為什么 scipy.sparse.csr_matrix 廣播乘法而不廣播減法？

Question

我想在這里了解這個問題的解決方案，雖然我可以重用代碼，但我更願意在我這樣做之前知道發生了什么。

問題是關於如何平鋪scipy.sparse.csr_matrix object，在撰寫本文時，最佳答案（來自@user3357359）顯示了如何將矩陣的單行平鋪在多行中：

from scipy.sparse import csr_matrix
sparse_row = csr_matrix([[0, 0, 0, 0, 0, 1, 0, 1, 1, 0, 0, 0]])
repeat_number = 3
repeated_row_matrix = csr_matrix(np.ones([repeat_number,1])) * sparse_row

（我添加了sparse_row和repeat_number初始化以幫助使事情具體化）。

如果我現在將其轉換為密集矩陣並按如下方式打印：

print(f"repeated_row_matrix.todense() = {repeated_row_matrix.todense()}")

這給出了 output：

repeated_row_matrix.todense() =
[[0 0 0 0 0 1 0 1 1 0 0 0]
 [0 0 0 0 0 1 0 1 1 0 0 0]
 [0 0 0 0 0 1 0 1 1 0 0 0]]

repeated_row_matrix賦值右邊的操作在我看來是在進行廣播。 原始sparse_row的形狀為(1,12) ，臨時矩陣是一個(3,1)矩陣，結果是(3,12)矩陣。 到目前為止，這與您對numpy.array的預期行為類似。 但是，如果我用減法運算符嘗試同樣的事情：

sparse_row = csr_matrix([[0, 0, 0, 0, 0, 1, 0, 1, 1, 0, 0, 0]])
repeat_number = 3
repeated_row_matrix = csr_matrix(np.ones([repeat_number,1])) - sparse_row
print(f"repeated_row_matrix.todense() =\n{repeated_row_matrix.todense()}")

我在第三行收到錯誤：

3 repeated_row_matrix = csr_matrix(np.ones([repeat_number,1])) - sparse_row
...
ValueError: inconsistent shapes

這是有意的行為嗎？ 如果是這樣，為什么？

我猜想分別具有 n1 和 n2 非零值的兩個稀疏 K 向量之間的乘法總是小於或等於 min(n1,n2) 非零值。 減法在最壞的情況下會有 n1+n2 非零，但這是否真的解釋了為什么允許一種行為而不允許另一種行為。

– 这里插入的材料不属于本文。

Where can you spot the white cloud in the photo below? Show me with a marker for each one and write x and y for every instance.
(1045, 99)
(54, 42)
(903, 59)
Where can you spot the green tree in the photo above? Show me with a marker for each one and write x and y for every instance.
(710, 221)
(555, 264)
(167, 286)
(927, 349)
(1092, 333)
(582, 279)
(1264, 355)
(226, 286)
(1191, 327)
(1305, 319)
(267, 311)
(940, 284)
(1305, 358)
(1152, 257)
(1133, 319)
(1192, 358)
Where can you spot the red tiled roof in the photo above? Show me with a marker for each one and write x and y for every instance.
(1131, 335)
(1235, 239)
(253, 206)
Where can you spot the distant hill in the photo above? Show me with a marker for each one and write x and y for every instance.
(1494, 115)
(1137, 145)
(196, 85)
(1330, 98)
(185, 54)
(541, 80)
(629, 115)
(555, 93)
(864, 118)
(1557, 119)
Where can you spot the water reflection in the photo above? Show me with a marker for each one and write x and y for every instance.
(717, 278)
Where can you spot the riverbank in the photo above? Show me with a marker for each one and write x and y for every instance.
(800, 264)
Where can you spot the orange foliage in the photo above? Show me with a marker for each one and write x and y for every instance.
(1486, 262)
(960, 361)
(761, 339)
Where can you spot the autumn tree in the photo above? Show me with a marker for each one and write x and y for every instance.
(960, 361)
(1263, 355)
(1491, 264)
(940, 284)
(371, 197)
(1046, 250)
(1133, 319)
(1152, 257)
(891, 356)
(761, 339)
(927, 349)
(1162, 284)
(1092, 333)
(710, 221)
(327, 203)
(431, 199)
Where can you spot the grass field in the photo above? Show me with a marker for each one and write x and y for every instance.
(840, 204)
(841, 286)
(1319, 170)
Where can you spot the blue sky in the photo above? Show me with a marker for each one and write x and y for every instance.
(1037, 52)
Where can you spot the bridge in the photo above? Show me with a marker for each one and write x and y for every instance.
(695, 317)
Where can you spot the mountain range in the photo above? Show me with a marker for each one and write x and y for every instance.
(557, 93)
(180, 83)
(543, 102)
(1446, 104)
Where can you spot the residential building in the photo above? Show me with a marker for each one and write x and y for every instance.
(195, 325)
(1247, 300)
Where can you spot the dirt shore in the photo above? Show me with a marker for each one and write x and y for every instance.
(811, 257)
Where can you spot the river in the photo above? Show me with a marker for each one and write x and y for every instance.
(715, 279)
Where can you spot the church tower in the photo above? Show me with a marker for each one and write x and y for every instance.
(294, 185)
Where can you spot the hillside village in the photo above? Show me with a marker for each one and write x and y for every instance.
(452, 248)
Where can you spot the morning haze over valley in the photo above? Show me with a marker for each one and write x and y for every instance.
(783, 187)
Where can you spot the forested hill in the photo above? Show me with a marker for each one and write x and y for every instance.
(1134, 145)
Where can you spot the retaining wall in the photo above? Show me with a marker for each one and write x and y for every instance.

我希望從矩陣中減去單個行向量（對於我正在玩的 K-medoids 的稀疏實現）。 為了執行減法，我創建了一個臨時稀疏數組，它通過使用帶乘法的廣播來平鋪原始行，然后我可以從一個數組中減去另一個數組。 我確信應該有更好的方法，但我沒有看到。

另外，@“CJ Jackson”在評論中回復說構建平鋪的更好方法是：

sparse_row[np.zeros(repeat_number),:]

這行得通，但我不知道為什么或正在使用什么功能。 有人可以指出我的文檔嗎？ 如果sparse_row是numpy.array那么這不會導致平鋪。

提前致謝。

Answer 1

對於密集的 arrays，廣播乘法和矩陣乘法在特殊情況下可以做同樣的事情。 例如 2 1d arrays

In [3]: x = np.arange(3); y = np.arange(5)

廣播：

In [4]: x[:,None]*y   # (3,1)*(5,) => (3,1)*(1,5) => (3,5)
Out[4]: 
array([[0, 0, 0, 0, 0],
       [0, 1, 2, 3, 4],
       [0, 2, 4, 6, 8]])

(3,1) 和 (1,5) 的點/矩陣乘法。 這不是廣播。 它在共享大小 1 維度上進行乘積求和：

In [5]: x[:,None]@y[None,:]
Out[5]: 
array([[0, 0, 0, 0, 0],
       [0, 1, 2, 3, 4],
       [0, 2, 4, 6, 8]])

為這些制作稀疏矩陣：

In [6]: Mx = sparse.csr_matrix(x);My = sparse.csr_matrix(y)    
In [11]: Mx
Out[11]: 
<1x3 sparse matrix of type '<class 'numpy.intc'>'
    with 2 stored elements in Compressed Sparse Row format>    
In [12]: My
Out[12]: 
<1x5 sparse matrix of type '<class 'numpy.intc'>'
    with 4 stored elements in Compressed Sparse Row format>

注意形狀 (1,3) 和 (1,5)。 要進行矩陣乘法，首先需要將其轉置為 (3,1)：

In [13]: Mx.T@My
Out[13]: 
<3x5 sparse matrix of type '<class 'numpy.intc'>'
    with 8 stored elements in Compressed Sparse Column format>

In [14]: _.A
Out[14]: 
array([[0, 0, 0, 0, 0],
       [0, 1, 2, 3, 4],
       [0, 2, 4, 6, 8]], dtype=int32)

Mx.T*My的工作方式相同，因為sparse是在np.matrix （和 MATLAB）上建模的，其中*是矩陣乘法。

逐元素乘法與密集乘法的工作方式相同：

In [20]: Mx.T.multiply(My)
Out[20]: 
<3x5 sparse matrix of type '<class 'numpy.intc'>'
    with 8 stored elements in Compressed Sparse Column format>

我有點驚訝，它看起來確實有點像broadcasting ，盡管它不涉及任何自動None維度（稀疏總是 2d）。 有趣的是，我找不到密集矩陣的逐元素乘法。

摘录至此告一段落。